筆者はHuggingFace SpacesとWaveSpeedAIの両方で試したが、日本語のテキストを入力してから30秒ほどで自然なリップシンク動画が返ってきた。口の動きと音声のズレはほぼ感じない。ただし、256p解像度では粗さが目立つので、実用するなら540p以上を推奨する。
正直に書く限界
OSSとしては驚異的だが、有料サービスと比べたときの弱点は明確にある。
5秒の壁。 1回の生成で作れるのは最大5秒。プレゼン動画や解説コンテンツのような長尺には、複数クリップをつなぎ合わせるワークフローが必要になる。HeyGenやSynthesiaがシームレスに数分の動画を生成できるのとは対照的だ。
アバターの多様性がない。 HeyGenは1,000以上のストックアバターを提供しているが、daVinci-MagiHumanは入力として自分の顔写真を使うのが前提。「とりあえず誰かの顔で」というカジュアルな使い方には向いていない。
GPU要件が高い。 ローカル実行にはデータセンター級のGPUが必要。個人がカジュアルに手元で回せるモデルではない。実質的にはクラウドAPIか、HuggingFace Spacesに頼ることになる。
HeyGenの代替にはまだなれない。でも——
結論から言えば、daVinci-MagiHumanは今日の時点でHeyGenの完全な代替にはならない。5秒制限、アバターの多様性、UIの使いやすさ、どれをとっても商用サービスのほうが洗練されている。
だが、この話のポイントはそこではない。
Apache 2.0のオープンソースモデルが、有料サービスの品質に肉薄する——その事実自体がインパクトだ。
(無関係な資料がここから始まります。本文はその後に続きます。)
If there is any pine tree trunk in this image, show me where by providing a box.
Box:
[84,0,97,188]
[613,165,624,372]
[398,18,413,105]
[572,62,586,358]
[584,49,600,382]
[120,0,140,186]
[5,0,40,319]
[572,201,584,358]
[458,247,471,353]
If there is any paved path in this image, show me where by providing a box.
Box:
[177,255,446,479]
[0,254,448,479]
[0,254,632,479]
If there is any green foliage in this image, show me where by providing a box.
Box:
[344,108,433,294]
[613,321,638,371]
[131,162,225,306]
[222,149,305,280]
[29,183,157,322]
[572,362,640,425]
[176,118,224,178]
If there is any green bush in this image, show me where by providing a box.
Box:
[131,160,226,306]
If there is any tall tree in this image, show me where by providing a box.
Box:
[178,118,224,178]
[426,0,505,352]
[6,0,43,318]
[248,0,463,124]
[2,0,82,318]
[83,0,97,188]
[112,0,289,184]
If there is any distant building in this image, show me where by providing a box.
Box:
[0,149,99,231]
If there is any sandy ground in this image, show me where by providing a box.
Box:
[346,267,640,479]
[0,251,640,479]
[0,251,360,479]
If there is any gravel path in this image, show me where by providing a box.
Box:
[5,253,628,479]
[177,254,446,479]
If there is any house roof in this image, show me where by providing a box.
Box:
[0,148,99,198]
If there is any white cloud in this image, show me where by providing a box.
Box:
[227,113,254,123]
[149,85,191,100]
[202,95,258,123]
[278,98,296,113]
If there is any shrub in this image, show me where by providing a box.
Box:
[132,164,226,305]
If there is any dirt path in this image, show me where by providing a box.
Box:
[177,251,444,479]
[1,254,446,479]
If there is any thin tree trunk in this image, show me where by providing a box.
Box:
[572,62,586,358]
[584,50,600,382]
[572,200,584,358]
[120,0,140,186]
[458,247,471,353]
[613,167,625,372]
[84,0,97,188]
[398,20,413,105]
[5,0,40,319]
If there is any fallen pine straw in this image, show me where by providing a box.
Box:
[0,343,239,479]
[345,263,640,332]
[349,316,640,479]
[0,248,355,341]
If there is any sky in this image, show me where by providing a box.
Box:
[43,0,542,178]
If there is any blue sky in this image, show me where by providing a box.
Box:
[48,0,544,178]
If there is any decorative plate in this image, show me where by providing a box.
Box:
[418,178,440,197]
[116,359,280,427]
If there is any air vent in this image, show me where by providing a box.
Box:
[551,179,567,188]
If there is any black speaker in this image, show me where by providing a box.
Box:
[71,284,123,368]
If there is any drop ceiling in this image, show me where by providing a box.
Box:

デジタルヒューマン動画は長らく「閉じたAPI」の世界だったが、今後はMagiHumanのようなOSSを基盤にした自社カスタマイズが現実的な選択肢になる。
たとえば、自社の製品説明動画を大量に生成したいeコマース事業者。HeyGenに月額を払い続けるか、WaveSpeedAIのAPI経由でMagiHumanを従量課金で使うか。動画の長さが5秒以内で済むSNS広告のようなユースケースなら、後者のコストメリットは大きい。
あるいは、MagiHumanをベースにファインチューニングして、自社のブランドキャラクターに特化したモデルを作るという使い方。これは閉じたサービスでは絶対にできないことだ。
OSSのデジタルヒューマンが「実用に堪える」品質に到達したのは、2026年のAI動画領域で最も重要な出来事のひとつだと筆者は考えている。5秒の壁がいつ破られるか——そこが次の注目ポイントだ。